Dans son ouvrage intitulé Dessin de presse et Internet (publié en mars 2010 par l’Equipe Interdisciplinaire de Recherches sur l’Image Satirique, Université de Bretagne Occidentale), Guillaume Doizy aborde cette question d’une part dans un chapitre intitulé « Les Pure players ouverts au dessin de presse » (p. 33 et suiv.), mais également dans les différentes interviews de dessinateurs (une cinquantaine) français ou non, reproduites in extenso dans la deuxième partie du livre. Ce chapitre exclut les dessinateurs présents sur des sites de journaux « traditionnels » en ligne comme par exemple Martin Vidberg et son « Actu en patate » évoqué ailleurs dans l’ouvrage. Bien d'autres aspects de cette présence du dessin de presse sur les médias Pure players sont également anaysés dans d'autres chapitres thématiques du livre.
Voilà quelques extraits du chapitre « Les Pure players ouverts au dessin de presse » :
« Si les éditeurs de journaux traditionnels dans le monde ont assez largement transféré sur la Toile leurs dessins « papier », avec le développement du web sont apparus des médias purement virtuels créés « ex nihilo » en quelque sorte. (…)

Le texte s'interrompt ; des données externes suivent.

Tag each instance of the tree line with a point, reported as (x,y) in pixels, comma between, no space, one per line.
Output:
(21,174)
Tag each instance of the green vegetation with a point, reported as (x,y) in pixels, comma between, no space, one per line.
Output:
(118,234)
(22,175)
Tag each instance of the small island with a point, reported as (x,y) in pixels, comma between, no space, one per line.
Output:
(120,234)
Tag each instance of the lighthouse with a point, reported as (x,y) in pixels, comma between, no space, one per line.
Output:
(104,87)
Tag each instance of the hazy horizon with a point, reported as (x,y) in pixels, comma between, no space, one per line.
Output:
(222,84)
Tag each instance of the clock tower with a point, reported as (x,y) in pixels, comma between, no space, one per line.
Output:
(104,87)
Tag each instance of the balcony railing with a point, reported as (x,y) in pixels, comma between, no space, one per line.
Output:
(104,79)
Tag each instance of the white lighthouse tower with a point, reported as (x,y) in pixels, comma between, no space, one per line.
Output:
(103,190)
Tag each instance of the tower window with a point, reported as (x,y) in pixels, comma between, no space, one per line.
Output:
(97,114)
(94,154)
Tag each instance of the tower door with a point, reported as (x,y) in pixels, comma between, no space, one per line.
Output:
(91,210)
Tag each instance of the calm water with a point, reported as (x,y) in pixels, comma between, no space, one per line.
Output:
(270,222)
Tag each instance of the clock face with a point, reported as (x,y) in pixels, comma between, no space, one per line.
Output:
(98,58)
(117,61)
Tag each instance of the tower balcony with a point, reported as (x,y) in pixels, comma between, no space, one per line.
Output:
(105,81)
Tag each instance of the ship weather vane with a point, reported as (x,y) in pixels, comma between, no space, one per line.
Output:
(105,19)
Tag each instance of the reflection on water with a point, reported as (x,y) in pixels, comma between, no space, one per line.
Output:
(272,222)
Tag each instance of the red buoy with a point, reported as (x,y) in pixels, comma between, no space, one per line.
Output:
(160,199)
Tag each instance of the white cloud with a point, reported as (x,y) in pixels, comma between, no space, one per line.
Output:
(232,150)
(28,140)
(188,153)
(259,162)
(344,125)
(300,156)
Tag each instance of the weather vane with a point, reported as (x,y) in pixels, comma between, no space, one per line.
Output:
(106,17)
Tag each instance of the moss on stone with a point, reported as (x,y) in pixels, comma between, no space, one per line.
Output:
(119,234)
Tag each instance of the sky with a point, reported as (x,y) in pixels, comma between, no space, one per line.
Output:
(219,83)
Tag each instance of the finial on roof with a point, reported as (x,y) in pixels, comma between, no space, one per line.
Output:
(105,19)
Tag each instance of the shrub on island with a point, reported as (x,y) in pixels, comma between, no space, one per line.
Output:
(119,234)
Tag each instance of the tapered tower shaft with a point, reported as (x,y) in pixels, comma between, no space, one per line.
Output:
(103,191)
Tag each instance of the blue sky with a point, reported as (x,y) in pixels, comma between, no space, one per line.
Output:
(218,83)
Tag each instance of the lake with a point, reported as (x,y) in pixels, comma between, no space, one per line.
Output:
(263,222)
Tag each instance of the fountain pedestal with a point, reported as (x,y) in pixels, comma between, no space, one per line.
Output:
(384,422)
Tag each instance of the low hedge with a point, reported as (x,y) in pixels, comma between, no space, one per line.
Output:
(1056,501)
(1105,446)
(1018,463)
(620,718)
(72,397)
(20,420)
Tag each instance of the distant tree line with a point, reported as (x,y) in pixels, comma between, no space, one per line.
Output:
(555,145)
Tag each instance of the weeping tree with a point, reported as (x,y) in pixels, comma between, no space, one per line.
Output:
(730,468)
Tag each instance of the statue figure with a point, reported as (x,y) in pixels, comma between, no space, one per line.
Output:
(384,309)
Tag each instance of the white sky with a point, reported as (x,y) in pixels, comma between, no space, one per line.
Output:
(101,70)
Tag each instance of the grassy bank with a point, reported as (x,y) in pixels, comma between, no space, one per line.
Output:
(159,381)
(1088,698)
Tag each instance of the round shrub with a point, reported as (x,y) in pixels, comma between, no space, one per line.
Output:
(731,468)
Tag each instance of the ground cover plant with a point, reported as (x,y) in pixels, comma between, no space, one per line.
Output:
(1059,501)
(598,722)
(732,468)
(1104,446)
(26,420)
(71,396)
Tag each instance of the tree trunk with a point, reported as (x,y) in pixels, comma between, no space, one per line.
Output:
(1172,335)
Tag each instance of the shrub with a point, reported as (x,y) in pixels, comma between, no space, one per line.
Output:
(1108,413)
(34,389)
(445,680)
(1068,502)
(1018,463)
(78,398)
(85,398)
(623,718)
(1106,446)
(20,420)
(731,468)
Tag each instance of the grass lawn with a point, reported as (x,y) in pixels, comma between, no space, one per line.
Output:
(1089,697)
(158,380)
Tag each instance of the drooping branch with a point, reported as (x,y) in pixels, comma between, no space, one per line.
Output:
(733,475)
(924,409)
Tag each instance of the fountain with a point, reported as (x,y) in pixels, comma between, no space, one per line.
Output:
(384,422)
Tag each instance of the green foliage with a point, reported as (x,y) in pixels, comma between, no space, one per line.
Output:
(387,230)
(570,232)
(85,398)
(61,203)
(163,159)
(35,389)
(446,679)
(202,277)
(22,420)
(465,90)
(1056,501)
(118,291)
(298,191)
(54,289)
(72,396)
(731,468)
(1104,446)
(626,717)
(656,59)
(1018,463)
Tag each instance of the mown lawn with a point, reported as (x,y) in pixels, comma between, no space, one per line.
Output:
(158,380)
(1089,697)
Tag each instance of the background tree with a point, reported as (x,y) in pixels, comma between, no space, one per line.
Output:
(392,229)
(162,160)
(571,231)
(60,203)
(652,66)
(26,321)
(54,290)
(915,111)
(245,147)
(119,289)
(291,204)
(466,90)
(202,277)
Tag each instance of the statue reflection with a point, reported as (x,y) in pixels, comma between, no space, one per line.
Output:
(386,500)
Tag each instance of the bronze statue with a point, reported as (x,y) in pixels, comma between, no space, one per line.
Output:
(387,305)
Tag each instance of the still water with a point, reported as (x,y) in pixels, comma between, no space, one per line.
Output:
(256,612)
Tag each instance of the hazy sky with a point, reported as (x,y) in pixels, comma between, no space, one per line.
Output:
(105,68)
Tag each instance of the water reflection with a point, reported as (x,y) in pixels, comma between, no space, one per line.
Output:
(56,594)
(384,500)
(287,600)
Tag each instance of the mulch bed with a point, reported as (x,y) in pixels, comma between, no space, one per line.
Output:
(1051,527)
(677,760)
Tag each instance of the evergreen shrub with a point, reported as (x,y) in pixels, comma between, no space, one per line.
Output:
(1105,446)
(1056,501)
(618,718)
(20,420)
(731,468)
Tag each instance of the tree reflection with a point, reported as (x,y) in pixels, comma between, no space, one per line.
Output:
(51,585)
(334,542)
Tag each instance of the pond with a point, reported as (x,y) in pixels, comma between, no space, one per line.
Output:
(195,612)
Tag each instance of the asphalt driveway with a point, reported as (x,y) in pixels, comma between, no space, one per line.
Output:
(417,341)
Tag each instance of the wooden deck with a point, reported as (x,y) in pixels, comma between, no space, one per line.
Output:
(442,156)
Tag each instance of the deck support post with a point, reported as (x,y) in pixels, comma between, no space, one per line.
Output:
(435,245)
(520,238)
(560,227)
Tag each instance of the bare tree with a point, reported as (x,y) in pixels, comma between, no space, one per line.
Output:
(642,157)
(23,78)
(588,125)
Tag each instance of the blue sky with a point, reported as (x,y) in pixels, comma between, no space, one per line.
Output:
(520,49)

Quand la presse papier commence à se mettre en ligne, dans le milieu des années 1990, les médias strictement virtuels qui se créent s’inscrivent dans deux logiques différentes. On distingue encore aujourd’hui le Pure player fondé « par en haut » et dirigé par une équipe de professionnels (avec des capitaux importants et une logique capitaliste) et à l’opposé, des médias émergeant selon le modèle du web participatif, s’appuyant sur ce que l’on nomme communément le « journalisme citoyen » non rémunéré.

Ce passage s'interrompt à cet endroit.